To estimate the effects of reproductive tract infections (RTIs) on HIV acquisition among Zimbabwean and Ugandan women.Methods:
A multicenter prospective observational cohort study enrolled 4439 HIV-uninfected women aged 18 to 35 attending family planning clinics in Zimbabwe and Uganda. Participants were interviewed, and tested for HIV and RTIs every 3 months for 15 to 24 months. They received HIV risk reduction counseling, male condoms, and treatment for curable RTIs.Results:
Despite HIV risk reduction counseling and regular screening and treatment for RTIs, the HIV incidence did not decline during the study.
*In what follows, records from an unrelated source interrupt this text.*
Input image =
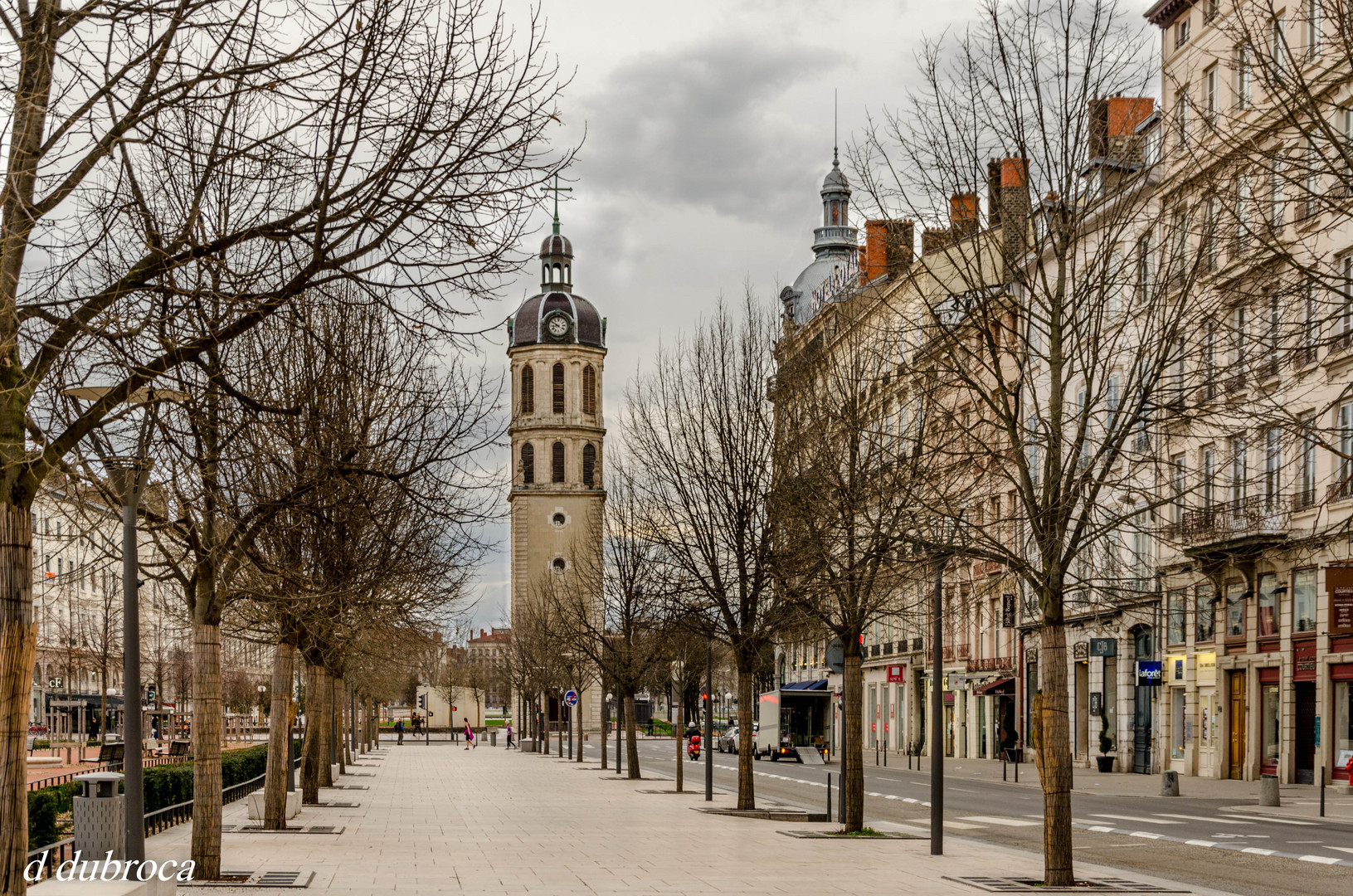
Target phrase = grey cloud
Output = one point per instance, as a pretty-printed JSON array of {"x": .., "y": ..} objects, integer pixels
[{"x": 708, "y": 126}]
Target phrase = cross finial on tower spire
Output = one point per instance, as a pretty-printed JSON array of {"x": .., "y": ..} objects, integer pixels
[{"x": 557, "y": 190}]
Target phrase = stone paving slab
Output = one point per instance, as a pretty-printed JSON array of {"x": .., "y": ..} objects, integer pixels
[{"x": 440, "y": 822}]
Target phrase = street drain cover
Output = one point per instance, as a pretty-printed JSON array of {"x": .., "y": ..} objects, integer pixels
[
  {"x": 1087, "y": 885},
  {"x": 287, "y": 879}
]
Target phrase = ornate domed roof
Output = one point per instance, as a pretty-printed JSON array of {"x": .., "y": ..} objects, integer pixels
[{"x": 557, "y": 244}]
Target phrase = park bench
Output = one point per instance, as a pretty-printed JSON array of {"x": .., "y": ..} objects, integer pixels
[{"x": 109, "y": 754}]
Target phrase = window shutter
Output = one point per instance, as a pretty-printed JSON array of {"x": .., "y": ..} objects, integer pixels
[
  {"x": 589, "y": 465},
  {"x": 528, "y": 390}
]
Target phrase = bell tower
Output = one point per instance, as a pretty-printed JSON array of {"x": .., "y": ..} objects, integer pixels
[{"x": 557, "y": 349}]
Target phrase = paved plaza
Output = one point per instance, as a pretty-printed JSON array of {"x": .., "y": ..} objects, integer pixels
[{"x": 440, "y": 819}]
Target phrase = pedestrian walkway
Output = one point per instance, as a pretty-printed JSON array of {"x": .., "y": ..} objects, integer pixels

Positive HSV-2 serostatus at baseline (hazard ratio [HR] = 3.69, 95% confidence interval = 2.45–5.55), incident HSV-2 (HR = 5.35, 3.06–9.36), incident Neisseria gonorrhoeae (HR = 5.46, 3.41–8.75), and altered vaginal flora during the study (bacterial vaginosis [BV]: HR = 2.12, 1.50–3.01; and intermediate flora: HR = 2.02, 1.39–2.95) were independently associated with HIV acquisition after controlling for demographic and behavioral covariates and other RTIs (Treponema pallidum, Chlamydia trachomatis, Trichomonas vaginalis, and vaginal yeasts). For N. gonorrhoeae, C. trachomatis, T. vaginalis, and vaginal yeasts, the risk of HIV acquisition increased when the infection was identified at the visit before the HIV-detection visit or with the duration of infection. Population attributable risk percent (PAR%) calculations show that HSV-2 contributes most to acquisition of new HIV infections (50.4% for baseline HSV-2 and 7.9% for incident HSV-2), followed by altered vaginal flora (17.2% for bacterial vaginosis and 11.8% for intermediate flora).Conclusions:
A substantial proportion of new HIV infections in Zimbabwean and Ugandan women are attributable to RTIs, particularly HSV-2 and altered vaginal flora.